Ты много раз видел Гизику, которая в общем очень похожа на мать, – и все же едва ли ты можешь представить, какой была Юсти. У Гизики светлые волосы; Юсти тоже была блондинкой, но не такой блекло-золотистой, как Гизика, а скорее уж рыжей; голубые очи Гизики на лицо у Юсти сужались в зеленоватые кошачьи глаза под топкими нитками бровей. Гизика – тиха, боязлива, ненавязчива и сдержанна. Когда ты впервые обратил на нее внимание в «Лебеде», мы с ней уже встречались и говорили друг с другом – однако она ничем не выдала, что знакома со мной. Ты заказал нам паприкаш с цыпленком, и мою порцию Гизика принесла не с галушками, а с картошкой. «Какая умница!» – смеялся ты; а она стояла, сложив руки под передником, на лице ее, немного печальном, неулыбчивом, не было никаких эмоций. Потом она принесла мне содовой, и ты опять рассмеялся и сказал, что она, должно быть, ясновидица, раз угадала мои вкусы; Гизика и не думала поддерживать шутку. Она смотрела на меня грустным взглядом, словно мысленно просила, чтоб я, не дай бог, не вздумала обнять ее, привлекая всеобщее внимание, и по возможности даже не здоровалась бы с ней; так что я молчала, ела картошку и пила содовую. Ты тогда вдруг помрачнел и начал меня допрашивать, с кем я сюда ходила и сколько раз – если вон даже официантка так хорошо знает, что я терпеть не могу галушек и никогда не пью спиртного.

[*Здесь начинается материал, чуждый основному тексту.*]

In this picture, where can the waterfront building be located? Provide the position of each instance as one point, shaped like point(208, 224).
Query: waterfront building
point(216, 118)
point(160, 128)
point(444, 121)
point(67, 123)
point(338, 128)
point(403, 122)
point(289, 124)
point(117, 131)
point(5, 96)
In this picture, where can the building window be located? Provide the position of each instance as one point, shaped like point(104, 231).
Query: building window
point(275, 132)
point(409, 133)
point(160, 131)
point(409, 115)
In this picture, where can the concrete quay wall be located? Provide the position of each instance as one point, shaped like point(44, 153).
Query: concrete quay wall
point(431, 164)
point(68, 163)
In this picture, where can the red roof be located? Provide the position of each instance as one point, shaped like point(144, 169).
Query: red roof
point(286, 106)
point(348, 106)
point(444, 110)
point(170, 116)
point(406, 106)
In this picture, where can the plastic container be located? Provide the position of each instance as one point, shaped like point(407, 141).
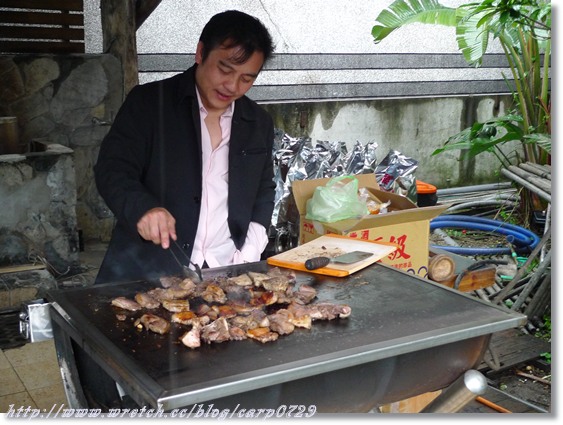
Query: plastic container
point(425, 194)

«Какое твое дело?» – ответила я, тыча вилкой в куриную грудку, а ты враждебно смотрел на Гизику и думал, наверное, что официантка эта – свидетельница какой-то постыдной страницы моей жизни, настолько постыдной, что я даже рассказать о ней не смею; ты так и не подобрел к Гизике до конца – а ведь она несколько лет носила нам блюда и громко смеялась над твоими шутками, тут же смущаясь и краснея. Гизика всегда светлела, когда ты показывался в дверях «Лебедя», а ты мрачнел, видя, как она спешит к нам и очищает нам столик у стены. А я лишь пожимала плечами, радуясь, что ты страдаешь; в такие минуты я вспоминала Йожи, вспоминала веселую прелесть Юсти, изящную линию ее щиколоток, ее чудесные, проворные, всегда немного пахнущие вином пальцы, и видела, как она стряхивает пенную шапку с пивной кружки и подает кому-нибудь вино. Если Йожи напоминал мне медведя, то Юсти – русалку. В те времена мало кто носил длинные волосы, у Юсти же был тяжелый узел на затылке, свои медно-рыжие волосы она закалывала белым гребнем, выложенным блестящими камешками; по вечерам, забегая за чем-нибудь к нам в комнату, она на бегу расчесывала волосы и напевала. Юсти редко смеялась вслух – и все-таки словно бы постоянно смеялась. Ты видел, как я играю Анну в той французской пьесе? Ну конечно, видел. Такой вот была Юсти. Мне всегда казалось, что Гизика не знает, зачем ходит в корчму господин Трнка, бакалейщик – хотя мы вместе наблюдали с ней через дверь, как складывался этот роман. На граненом стекле в двери была изображена корзина с фруктами, и сквозь узкую неграненую полоску крохотного бантика меж абрикосов, яблок, гроздьев винограда хорошо было видно, как приходил, здоровался, заказывал вино господин Трнка. Первое время Юсти посылала ему вино с Йожи; потом сама стала ходить к его столу. Йожи дорожил таким посетителем, как господин Трнка; Йожи очень уважал тех, кто имел возможность путешествовать, – а у господина Трнки где-то в Праге жили родственники. Йожи часто беседовал с господином Трнкой о политике. Однажды в воскресенье, после полудня, мне пришлось пойти на кладбище, прополоть могилу прадедушки Энчи; тогда я впервые увидела вместе Юсти и господина Трнку: они шли впереди меня, между могилами, в волосах у Юсти сверкали фальшивые камни ее белого гребня.

6

«У ручейка…» – первые слова басни Федра «Волк и ягненок».